Microfluidics specialist Dolomite, based in the UK but with a Charlestown, Mass. office, has been awarded a SMART grant from the UK government to develop a plug-and-play system that will make microfluidics more accessible to a wider market and increase productivity at research laboratories. The launch of this plug-and-play microfluidics system is slated for 2013, and petrochemical research is said to be among its industrial beneficiaries.
The project will involve prototyping a suite of integrated tools that are specifically targeted at microfluidics users in research and education, with the ambition of providing a sophisticated suite of intelligently coordinated capabilities.
The system will incorporate new hardware components such as high-density, tight-alignment microfluidic connectors. There will also be a range of pumps and sensors which will be intelligently controlled by an Android touch-screen control unit.
“These pumps and sensors will be automatically detected by the control unit when plugged in and this will open up a range of experimental set-up options in the user interface,” said Tim Atkins, mechanical engineer at Dolomite. “The aim is to save time in setting up and analyzing complex microfluidic experiments by making the hardware components work together in an intelligent way.”
While the software will not make recommendations to the user regarding the type of pump or valve that should be used for a specific task, Dolomite can offer technical advice. The software will, however, make it easy to collect data and visualize the results of experiments.
The suite will be based around a modern touch-screen interface enabling clear visualization of data and virtual reconfiguration of the connected hardware such as pumps and valves. The connections to microfluidic devices will be designed to be intuitive, building on Dolomite’s existing Multiflux range of microfluidic connectors.
“We believe the scientist should be free to focus on science and not have to worry about finding the right tools for their job. That’s why we will provide researchers with a next generation of plug-and-play microfluidic platforms,” Dolomite CEO Andrew Lovatt explained. “Although we could develop these tools as isolated products, it is only though the support of the UK government that Dolomite can invest in far-reaching product development and enable researchers to move to the next level of productivity.
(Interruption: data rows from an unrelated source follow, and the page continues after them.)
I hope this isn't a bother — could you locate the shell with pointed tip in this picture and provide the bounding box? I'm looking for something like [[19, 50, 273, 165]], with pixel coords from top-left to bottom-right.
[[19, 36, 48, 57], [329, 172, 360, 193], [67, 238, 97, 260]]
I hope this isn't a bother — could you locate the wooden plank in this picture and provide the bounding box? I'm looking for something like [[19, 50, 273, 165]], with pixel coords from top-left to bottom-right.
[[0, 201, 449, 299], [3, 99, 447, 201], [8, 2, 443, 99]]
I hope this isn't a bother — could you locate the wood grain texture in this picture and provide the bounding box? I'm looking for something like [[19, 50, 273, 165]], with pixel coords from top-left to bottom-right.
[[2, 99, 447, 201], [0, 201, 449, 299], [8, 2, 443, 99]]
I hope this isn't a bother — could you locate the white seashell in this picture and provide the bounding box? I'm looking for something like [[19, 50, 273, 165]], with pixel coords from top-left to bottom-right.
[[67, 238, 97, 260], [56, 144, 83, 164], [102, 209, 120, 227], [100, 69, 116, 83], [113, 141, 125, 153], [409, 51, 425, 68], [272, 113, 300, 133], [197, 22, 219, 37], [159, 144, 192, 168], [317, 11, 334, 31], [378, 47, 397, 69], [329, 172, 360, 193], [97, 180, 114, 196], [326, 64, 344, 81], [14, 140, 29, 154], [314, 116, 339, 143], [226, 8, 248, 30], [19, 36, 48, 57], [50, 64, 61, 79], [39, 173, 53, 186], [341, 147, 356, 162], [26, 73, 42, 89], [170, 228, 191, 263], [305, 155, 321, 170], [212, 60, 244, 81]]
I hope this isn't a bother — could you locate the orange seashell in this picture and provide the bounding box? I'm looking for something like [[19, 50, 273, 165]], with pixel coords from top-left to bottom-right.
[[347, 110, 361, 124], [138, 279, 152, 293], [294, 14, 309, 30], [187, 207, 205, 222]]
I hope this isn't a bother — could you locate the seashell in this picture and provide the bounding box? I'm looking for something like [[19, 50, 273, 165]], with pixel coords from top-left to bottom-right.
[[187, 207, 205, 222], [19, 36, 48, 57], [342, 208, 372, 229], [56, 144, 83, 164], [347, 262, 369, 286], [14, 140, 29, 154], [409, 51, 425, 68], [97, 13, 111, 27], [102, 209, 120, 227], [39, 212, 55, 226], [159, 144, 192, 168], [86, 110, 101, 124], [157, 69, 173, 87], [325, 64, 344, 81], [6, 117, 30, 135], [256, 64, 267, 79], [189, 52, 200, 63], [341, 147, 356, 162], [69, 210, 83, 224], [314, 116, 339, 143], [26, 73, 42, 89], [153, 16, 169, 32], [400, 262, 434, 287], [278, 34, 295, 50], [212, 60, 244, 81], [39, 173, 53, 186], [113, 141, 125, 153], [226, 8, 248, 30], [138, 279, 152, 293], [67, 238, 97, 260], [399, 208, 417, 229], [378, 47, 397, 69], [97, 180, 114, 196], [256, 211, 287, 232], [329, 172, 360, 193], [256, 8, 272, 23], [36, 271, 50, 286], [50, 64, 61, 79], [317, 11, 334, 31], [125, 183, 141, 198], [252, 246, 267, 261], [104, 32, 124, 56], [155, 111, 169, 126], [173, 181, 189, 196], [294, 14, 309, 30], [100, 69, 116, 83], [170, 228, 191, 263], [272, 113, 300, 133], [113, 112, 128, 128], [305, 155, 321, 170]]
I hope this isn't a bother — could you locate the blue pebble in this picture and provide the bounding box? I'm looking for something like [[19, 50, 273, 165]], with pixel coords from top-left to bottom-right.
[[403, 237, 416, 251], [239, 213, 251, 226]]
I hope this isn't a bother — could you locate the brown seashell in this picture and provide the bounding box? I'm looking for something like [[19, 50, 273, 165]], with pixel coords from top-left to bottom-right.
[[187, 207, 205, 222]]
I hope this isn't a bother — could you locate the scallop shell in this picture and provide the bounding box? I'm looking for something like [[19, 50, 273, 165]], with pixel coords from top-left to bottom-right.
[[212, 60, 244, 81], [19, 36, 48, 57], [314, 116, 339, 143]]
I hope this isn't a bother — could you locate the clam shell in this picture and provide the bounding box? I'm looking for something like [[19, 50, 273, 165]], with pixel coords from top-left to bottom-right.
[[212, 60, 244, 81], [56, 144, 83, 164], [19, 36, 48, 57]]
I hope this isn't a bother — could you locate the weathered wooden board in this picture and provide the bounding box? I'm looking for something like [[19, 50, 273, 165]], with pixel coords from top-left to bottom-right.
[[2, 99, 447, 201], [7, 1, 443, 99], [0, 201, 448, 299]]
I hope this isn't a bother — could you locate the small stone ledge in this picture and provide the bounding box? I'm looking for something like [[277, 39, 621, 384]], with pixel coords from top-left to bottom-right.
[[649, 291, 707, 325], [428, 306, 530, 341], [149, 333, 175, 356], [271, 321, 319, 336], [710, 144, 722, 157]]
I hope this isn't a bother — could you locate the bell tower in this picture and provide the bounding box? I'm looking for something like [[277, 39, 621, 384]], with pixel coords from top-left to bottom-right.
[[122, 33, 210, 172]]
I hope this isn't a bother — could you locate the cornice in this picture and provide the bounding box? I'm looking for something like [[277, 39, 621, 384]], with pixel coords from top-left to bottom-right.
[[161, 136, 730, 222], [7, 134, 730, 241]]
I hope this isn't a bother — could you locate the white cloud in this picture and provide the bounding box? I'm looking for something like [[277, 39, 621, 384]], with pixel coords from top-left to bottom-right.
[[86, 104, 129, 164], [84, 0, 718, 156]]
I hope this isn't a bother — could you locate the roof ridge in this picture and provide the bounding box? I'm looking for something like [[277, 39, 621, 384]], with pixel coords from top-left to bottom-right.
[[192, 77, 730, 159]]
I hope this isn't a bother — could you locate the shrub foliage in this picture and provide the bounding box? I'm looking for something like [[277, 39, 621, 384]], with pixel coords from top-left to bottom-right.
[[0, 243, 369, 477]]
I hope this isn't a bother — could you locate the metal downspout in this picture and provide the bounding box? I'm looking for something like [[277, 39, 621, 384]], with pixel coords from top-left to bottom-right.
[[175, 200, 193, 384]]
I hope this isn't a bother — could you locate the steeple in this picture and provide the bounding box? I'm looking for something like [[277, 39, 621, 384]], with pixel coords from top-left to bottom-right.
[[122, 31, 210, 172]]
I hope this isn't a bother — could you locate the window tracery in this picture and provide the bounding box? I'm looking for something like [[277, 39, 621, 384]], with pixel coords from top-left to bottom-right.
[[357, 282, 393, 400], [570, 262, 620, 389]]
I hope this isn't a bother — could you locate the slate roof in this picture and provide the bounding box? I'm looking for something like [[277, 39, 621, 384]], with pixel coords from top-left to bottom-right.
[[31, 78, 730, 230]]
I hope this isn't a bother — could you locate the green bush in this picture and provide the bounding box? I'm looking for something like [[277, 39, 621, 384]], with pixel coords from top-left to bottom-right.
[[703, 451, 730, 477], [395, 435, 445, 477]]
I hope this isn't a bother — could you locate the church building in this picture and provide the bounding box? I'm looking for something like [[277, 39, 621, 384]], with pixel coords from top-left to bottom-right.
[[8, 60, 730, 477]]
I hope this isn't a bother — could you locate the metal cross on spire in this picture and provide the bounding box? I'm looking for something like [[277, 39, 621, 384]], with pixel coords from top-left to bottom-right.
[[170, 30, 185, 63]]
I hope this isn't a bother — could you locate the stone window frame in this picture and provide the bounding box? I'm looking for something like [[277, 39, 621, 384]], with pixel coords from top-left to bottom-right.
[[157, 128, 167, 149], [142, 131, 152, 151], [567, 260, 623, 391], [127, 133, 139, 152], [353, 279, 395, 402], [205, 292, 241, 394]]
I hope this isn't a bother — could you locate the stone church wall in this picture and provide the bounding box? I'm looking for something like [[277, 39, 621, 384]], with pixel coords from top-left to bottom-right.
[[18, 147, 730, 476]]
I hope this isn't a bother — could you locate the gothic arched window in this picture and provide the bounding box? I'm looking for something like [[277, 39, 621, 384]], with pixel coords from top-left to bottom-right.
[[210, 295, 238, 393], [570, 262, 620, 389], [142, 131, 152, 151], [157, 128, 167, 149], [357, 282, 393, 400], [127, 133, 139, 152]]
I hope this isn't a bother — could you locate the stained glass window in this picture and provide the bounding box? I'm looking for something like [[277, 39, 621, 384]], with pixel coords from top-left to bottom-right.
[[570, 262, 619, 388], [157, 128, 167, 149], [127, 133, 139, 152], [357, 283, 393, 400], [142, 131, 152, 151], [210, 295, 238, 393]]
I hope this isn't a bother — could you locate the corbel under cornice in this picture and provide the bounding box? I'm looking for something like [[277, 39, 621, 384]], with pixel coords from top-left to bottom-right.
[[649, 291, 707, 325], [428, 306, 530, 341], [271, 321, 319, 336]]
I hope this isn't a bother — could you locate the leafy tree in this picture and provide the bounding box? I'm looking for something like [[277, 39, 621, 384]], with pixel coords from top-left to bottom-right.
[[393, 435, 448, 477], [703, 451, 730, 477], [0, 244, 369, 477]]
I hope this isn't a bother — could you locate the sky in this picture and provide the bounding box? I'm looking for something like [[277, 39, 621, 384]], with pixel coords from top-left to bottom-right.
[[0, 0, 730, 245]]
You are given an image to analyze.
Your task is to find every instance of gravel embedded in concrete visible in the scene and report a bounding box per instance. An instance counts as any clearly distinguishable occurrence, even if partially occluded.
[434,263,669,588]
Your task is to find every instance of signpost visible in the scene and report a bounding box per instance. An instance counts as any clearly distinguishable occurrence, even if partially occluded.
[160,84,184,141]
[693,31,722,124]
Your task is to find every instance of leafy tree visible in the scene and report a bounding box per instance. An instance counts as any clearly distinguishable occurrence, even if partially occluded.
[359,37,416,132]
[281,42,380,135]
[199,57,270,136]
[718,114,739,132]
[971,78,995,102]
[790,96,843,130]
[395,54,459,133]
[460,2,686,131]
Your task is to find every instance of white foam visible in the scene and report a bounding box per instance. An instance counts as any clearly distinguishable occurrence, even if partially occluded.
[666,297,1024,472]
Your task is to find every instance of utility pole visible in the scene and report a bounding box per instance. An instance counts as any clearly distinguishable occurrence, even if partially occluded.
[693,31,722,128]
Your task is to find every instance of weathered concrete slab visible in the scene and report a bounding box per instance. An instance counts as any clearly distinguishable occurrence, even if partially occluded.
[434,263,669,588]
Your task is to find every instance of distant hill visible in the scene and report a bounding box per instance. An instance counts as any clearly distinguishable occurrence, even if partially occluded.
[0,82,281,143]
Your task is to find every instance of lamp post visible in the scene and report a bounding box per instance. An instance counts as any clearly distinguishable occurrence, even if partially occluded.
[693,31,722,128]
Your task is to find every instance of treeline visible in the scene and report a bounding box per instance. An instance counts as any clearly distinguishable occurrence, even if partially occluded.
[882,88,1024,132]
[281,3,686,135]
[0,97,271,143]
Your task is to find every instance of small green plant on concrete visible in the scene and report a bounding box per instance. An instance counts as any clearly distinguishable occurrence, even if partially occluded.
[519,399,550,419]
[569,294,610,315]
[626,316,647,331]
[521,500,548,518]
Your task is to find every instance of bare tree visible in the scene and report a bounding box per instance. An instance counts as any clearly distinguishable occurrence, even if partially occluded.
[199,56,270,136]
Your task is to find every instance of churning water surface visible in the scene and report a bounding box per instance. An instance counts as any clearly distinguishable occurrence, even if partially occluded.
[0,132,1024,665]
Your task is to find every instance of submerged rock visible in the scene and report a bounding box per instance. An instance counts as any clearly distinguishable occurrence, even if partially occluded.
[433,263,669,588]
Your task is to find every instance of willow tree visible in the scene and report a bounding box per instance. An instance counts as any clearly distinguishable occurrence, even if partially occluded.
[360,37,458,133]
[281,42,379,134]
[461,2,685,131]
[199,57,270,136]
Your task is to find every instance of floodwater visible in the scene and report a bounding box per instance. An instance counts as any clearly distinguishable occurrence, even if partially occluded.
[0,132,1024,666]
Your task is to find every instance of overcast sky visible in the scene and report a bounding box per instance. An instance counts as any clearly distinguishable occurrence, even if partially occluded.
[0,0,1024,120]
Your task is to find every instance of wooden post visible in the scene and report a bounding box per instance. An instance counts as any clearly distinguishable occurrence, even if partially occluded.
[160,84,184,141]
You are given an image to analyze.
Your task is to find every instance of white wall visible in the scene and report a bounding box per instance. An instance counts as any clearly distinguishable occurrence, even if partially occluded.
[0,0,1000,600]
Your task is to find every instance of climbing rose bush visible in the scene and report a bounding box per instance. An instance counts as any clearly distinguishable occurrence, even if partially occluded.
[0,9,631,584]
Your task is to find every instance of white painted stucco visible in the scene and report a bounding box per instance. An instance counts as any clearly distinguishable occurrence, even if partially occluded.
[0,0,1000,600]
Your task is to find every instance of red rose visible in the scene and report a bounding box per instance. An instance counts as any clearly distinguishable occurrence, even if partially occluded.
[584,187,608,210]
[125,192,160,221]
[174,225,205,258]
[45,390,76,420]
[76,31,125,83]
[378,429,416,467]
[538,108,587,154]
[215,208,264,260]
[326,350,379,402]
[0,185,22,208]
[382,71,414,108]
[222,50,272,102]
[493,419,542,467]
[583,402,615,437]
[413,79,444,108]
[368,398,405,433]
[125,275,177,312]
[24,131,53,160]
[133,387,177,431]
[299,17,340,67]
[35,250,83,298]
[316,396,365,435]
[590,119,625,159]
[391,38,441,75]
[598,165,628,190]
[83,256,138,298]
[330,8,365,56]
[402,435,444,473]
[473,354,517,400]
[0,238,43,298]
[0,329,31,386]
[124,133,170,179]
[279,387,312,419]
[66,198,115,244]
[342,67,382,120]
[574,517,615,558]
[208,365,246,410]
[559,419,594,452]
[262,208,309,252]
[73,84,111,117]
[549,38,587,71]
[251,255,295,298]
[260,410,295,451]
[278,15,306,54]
“Microfluidic systems typically involve from between two and eight pumps with valves and sensors added as required,” Atkins noted. “However, they can be much more complex.” For example, systems in droplet microfluidics are becoming increasingly complex, with the requirement to increase throughput with 64 or 128 junctions in parallel. In this case, more robust, higher-density connectors are required.
Pump types will include pressure, syringe, peristaltic, plus third-party pumps. Valve types will comprise selector valves with up to six ports to enable fluids to be pumped from many different source reservoirs into many different locations. “Sample injection valves for use with precious reagents may also be available,” Atkins added. Sensor types will include pH, pressure, temperature and flow rate.
The ultimate idea of a plug-and-play microfluidic system is that a user can get advanced microfluidic results within hours of opening the box. Typically, it may take a research lab weeks to months to piece together individual components, control them in the required way and resolve connection issues. “Our developments allow scientists to concentrate on making scientific breakthroughs without being held back by practical issues,” Atkins emphasized.